At first, it played out briefly as clever and obvious answers to questions.

“Are you happy to have people to talk to?” Harmon asked the room.

The music box started briefly.

“I’ll take that as a yes,” he said.

Black asked if there was one spirit in the room if he could pass in front of the instrument, and the music box played again briefly.

“Can you walk in front of it if there are many?” Black asked, referring to several spirits or entities.

Suddenly, the music box played again—this time continuously for 40 seconds.

“Can you move away from the weapon?” Black asked.

The music played for a few seconds and then stopped.

Black said, “thank you,” and the music box played again very briefly, apparently in appreciation.

Shortly after the music box went quiet, the temperature monitor suddenly began to repeatedly warn of changes.

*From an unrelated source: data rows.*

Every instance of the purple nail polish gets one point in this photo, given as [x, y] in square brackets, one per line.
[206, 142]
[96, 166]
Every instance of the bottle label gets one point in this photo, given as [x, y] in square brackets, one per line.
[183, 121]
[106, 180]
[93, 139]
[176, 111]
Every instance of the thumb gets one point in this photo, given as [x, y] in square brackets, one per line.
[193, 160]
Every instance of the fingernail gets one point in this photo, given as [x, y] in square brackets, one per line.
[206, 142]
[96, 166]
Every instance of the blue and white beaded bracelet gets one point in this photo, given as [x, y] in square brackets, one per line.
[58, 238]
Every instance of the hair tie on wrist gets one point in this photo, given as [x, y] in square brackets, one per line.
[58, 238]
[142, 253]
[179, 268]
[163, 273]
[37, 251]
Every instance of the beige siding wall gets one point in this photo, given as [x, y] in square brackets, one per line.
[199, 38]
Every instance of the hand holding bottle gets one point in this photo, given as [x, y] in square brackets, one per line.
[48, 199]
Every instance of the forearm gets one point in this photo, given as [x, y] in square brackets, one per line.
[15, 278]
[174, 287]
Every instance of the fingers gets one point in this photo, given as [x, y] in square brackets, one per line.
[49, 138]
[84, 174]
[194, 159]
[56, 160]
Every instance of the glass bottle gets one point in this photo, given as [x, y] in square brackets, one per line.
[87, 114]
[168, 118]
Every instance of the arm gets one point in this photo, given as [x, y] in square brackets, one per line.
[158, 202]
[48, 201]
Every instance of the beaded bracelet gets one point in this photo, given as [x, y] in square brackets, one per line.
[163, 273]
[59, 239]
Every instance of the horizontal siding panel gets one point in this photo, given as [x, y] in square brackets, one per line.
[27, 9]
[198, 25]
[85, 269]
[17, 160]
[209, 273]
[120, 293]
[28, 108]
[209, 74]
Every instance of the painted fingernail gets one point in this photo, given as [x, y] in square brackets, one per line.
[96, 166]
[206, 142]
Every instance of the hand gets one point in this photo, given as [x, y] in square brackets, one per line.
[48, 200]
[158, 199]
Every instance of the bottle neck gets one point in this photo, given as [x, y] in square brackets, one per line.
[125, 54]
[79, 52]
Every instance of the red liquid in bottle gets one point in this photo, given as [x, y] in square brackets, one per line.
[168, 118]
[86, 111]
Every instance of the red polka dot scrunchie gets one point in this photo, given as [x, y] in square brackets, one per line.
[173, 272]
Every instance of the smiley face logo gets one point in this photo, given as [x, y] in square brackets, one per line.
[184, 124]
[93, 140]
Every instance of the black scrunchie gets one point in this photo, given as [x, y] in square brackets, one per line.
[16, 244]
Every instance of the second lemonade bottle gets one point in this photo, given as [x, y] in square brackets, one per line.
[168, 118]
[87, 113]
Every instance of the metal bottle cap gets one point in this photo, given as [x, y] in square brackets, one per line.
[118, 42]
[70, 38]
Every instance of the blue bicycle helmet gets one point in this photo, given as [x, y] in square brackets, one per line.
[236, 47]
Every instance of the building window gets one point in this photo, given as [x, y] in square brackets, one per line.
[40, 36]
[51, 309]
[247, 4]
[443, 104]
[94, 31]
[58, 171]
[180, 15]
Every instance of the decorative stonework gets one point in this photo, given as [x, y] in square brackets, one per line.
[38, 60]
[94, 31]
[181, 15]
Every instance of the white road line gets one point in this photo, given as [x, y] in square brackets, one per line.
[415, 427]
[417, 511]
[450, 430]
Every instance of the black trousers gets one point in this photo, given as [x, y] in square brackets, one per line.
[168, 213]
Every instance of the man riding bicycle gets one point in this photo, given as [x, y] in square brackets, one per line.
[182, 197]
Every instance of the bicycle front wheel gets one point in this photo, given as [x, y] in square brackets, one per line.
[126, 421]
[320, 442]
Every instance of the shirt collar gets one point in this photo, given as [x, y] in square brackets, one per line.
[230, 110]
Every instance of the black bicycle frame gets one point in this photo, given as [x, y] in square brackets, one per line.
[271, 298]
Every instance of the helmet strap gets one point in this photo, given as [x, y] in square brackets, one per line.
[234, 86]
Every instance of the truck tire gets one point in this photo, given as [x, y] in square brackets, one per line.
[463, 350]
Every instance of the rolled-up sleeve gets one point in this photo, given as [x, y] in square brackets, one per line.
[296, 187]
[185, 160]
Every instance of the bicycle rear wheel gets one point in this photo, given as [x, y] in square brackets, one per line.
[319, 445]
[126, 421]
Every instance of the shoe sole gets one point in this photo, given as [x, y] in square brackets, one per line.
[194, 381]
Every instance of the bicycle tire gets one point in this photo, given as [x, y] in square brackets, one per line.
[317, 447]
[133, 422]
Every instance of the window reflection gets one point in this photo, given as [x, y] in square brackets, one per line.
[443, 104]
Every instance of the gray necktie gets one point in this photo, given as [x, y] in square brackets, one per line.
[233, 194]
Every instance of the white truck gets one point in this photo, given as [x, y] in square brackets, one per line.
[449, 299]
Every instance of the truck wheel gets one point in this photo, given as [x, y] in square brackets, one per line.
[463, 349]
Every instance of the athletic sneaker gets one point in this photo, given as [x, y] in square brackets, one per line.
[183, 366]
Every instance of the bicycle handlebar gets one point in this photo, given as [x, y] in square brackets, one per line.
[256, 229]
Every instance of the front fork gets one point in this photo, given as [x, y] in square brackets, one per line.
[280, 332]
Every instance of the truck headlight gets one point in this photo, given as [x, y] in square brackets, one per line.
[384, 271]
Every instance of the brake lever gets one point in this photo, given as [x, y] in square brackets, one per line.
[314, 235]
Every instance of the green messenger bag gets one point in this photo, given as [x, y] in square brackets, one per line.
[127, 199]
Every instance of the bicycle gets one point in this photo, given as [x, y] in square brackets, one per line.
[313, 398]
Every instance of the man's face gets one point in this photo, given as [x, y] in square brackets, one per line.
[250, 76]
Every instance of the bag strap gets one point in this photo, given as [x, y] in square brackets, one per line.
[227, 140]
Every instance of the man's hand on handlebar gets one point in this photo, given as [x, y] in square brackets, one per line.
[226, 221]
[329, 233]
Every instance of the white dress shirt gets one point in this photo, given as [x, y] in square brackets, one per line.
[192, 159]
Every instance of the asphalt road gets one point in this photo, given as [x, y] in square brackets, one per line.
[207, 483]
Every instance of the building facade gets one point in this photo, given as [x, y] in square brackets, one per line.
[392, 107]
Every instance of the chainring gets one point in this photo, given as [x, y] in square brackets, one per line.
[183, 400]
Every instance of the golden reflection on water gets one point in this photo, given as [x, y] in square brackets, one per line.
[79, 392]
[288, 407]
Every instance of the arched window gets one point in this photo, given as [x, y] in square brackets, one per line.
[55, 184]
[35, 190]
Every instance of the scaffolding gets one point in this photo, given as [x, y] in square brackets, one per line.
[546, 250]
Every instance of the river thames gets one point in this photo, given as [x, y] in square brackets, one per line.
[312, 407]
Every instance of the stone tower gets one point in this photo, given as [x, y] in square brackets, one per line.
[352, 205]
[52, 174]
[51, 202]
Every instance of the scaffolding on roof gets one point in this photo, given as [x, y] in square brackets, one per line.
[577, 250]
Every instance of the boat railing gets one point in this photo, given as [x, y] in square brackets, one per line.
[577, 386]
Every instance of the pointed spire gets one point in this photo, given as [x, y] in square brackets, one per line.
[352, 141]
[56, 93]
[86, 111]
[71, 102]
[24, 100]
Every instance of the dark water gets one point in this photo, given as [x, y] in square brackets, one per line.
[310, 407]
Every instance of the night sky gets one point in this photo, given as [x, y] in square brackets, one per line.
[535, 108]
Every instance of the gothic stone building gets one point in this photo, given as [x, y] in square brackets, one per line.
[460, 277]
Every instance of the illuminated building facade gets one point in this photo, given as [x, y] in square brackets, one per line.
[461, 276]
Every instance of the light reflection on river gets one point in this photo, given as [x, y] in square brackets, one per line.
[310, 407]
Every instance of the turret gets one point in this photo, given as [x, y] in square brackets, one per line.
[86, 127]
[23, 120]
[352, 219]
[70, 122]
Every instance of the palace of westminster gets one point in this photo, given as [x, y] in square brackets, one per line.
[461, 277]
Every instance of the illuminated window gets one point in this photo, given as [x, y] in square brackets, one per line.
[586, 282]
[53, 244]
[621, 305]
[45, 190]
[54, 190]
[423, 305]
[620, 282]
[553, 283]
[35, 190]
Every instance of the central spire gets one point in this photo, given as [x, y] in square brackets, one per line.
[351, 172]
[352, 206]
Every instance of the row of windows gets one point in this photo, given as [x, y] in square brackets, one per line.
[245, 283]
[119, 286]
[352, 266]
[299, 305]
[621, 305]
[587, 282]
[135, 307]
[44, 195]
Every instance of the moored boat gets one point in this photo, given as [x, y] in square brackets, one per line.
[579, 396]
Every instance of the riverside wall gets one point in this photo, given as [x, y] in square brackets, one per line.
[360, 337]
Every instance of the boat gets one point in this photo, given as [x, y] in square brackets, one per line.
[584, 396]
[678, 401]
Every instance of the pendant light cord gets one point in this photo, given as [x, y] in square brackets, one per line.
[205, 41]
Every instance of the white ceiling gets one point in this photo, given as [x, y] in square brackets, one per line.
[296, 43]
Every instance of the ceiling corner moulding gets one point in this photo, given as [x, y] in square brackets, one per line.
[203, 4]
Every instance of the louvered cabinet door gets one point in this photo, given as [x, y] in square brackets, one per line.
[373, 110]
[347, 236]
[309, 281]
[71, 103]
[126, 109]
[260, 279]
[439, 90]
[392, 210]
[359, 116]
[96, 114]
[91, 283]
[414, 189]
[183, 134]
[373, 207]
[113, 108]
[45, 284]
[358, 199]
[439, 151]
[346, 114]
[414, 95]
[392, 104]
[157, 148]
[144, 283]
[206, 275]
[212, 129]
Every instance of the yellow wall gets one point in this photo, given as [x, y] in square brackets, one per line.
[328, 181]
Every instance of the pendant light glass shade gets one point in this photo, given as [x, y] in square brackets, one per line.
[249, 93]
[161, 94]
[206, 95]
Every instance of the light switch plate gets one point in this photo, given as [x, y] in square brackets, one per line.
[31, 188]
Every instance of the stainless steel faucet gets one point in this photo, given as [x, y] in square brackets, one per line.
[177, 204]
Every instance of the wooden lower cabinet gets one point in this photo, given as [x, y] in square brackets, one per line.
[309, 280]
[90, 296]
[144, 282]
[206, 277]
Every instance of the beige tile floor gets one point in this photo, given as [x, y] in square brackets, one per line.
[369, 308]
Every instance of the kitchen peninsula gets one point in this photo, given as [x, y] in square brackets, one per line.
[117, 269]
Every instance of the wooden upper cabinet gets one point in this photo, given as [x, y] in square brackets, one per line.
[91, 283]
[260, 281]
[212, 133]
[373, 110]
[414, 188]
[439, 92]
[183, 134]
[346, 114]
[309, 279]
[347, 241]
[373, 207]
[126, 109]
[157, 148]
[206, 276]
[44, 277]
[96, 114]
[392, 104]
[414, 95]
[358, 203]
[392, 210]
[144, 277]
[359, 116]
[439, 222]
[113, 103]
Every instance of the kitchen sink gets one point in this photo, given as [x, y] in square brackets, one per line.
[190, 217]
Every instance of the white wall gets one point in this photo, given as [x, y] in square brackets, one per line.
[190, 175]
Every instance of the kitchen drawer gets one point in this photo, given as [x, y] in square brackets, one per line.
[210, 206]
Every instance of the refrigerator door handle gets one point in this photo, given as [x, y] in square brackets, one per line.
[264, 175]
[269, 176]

After some responses on a phone-based communication device deemed unfriendly to anything in the room—including what sounded like a growl—the researchers decided it was time to leave.

Helper and Beyond

DeVincent was intrigued when he read about the extraordinary evidence recorded in both places.

He said he always approaches his restoration projects with great appreciation and respect for the properties’ histories and the people who came before him.

“I’ve always felt like I know why I’m here, I know what I’m doing, I’m trying to do the right thing,” DeVincent said.

He seemed unencumbered by any work or experience in old buildings.

“I try to stay focused on the positives, not let anything get in my way,” DeVincent said. “If dishes start flying around the room and stuff, yeah, well, I’m sure I’ll be singing a different song.”